Agenda item

(Chief Internal Auditor) To consider the attached report (AGC-004-2016/17).

The Chief Internal Auditor presented their Annual Report for 2015/16.

The Chief Internal Auditor informed the Committee that this report was presented in support of the Internal Audit opinion on the adequacy of the Council’s internal control environment and provided a summary of the work undertaken by the Internal Audit shared service during 2016/17. The Accounts and Audit Regulations 2015 also included a requirement for the Authority to carry out an annual review of the effectiveness of its system of internal audit as part of the wider review of the effectiveness of the system of governance.

The Chief Internal Auditor reminded the Committee that, in March 2016, it had approved the Internal Audit Plan for 2016/17, which was designed to allow sufficient audit coverage to support the overall opinion for the Council. There had been some variations to the Plan throughout the year, which had been approved by the Committee, but there had been sufficient audit coverage to allow an overall opinion to be given. A total of 18 audits had been completed during the year, of which 17 had been awarded Substantial Assurance and one had been awarded Limited Assurance; no audits had been awarded No Assurance.

The Chief Internal Auditor reassured the Committee that the one report given Limited Assurance had related to a specific area rather than a more general breakdown of internal controls across the Council. A common theme during the audits in 2016/17 had been the need to consult with interested parties such as Legal, Accountancy and Procurement at a much earlier stage. Although not a control weakness in itself, earlier engagement would ensure a more orderly process when letting contracts or delivering projects. Overall, there was a good alignment between the work of Internal Audit in 2016/17 and the Council’s Corporate Risks, but this could be improved still further and would be kept under review during 2017/18.

The Chief Internal Auditor also stated that her opinion did not rely solely upon the formal audits undertaken, but also took account of special investigations undertaken by the Internal Audit or the Corporate Fraud Team, attendance at and advice given to various Corporate Working and Project Groups or Parties, and specific anti-fraud and corruption work undertaken by the Corporate Fraud Team.

The Chief Internal Auditor reminded the Committee that an external quality assessment of the Internal Audit shared service had been undertaken in November 2016, which concluded that the shared service fully complied with the Public Sector Internal Audit Standards. In addition, the shared service’s performance compared very favourably when benchmarked against other provision in the public sector and the wider industry. The performance indicators for the service in 2016/17 were as follows:

The Chief Internal Auditor reassured the Committee that the reasons why some of the performance indicators were not meeting their targets would be explored at team meetings and actions would be developed to address the issues. Internal Audit staff also participated in continuous professional development.

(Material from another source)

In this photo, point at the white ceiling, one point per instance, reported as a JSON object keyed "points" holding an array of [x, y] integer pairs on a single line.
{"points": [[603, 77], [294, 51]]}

The Chief Internal Auditor concluded that no system of control could provide absolute assurance against material misstatement or loss, and the work of Internal Audit was only intended to give reasonable assurance on controls. However, based on the results of the work undertaken during the year, it was the overall opinion of the Chief Internal Auditor that the Council had an adequate and effective governance, risk management and control framework.

The Vice-Chairman welcomed the inclusion of Appendix 2 of the report, which gave a summary of the work performed by the Internal Audit Service throughout the year and the associated links to the Council’s corporate risks. N Nanayakkara, one of the co-opted Members, was pleased that the implementation of audit recommendations had been so positive; in contrast, the management responses had not been so positive and this was something that had been experienced by the co-opted Member at other organisations. It was suggested that Managers could be requested to attend meetings of the Committee to explain their lack of response.

The Chief Internal Auditor reiterated that the Service was looking to get different sections of the Council talking to each other at an earlier stage of proceedings, and this issue was being helped by the Transformation Programme which was starting to break down some of the silos within the Council. Covalent was the Project Management system being used to manage projects in the Transformation Programme which cut across Directorates; it was intended to allow all Officers and Members to access this system in the future. The Director of Governance added that a demonstration of the Covalent system could be given to any Members that were interested.

The Chief Internal Auditor confirmed that there was not one particular reason for the Internal Audit shared service failing to meet their target to issue the draft audit report within 10 days of the final meeting. The issues would be examined by the Team and the conclusions reported back to the Committee at a future meeting. The Director of Governance suggested that a target of 95% completion of the Audit Plan in the first year of the shared service might have been a little too ambitious.

Resolved:

(1)        That the Annual Report of the Chief Internal Auditor for 2016/17 and the Assurance Level given be noted;

(2)        That the Annual Report of the Chief Internal Auditor for 2016/17 be included as part of the review by the Committee of the adequacy and effectiveness of Internal Control; and

(3)        That, for the twelve-month period ending 31 March 2017, the confirmation by the Chief Internal Auditor that the Council had an adequate and effective Governance, Risk Management and Control Framework be noted.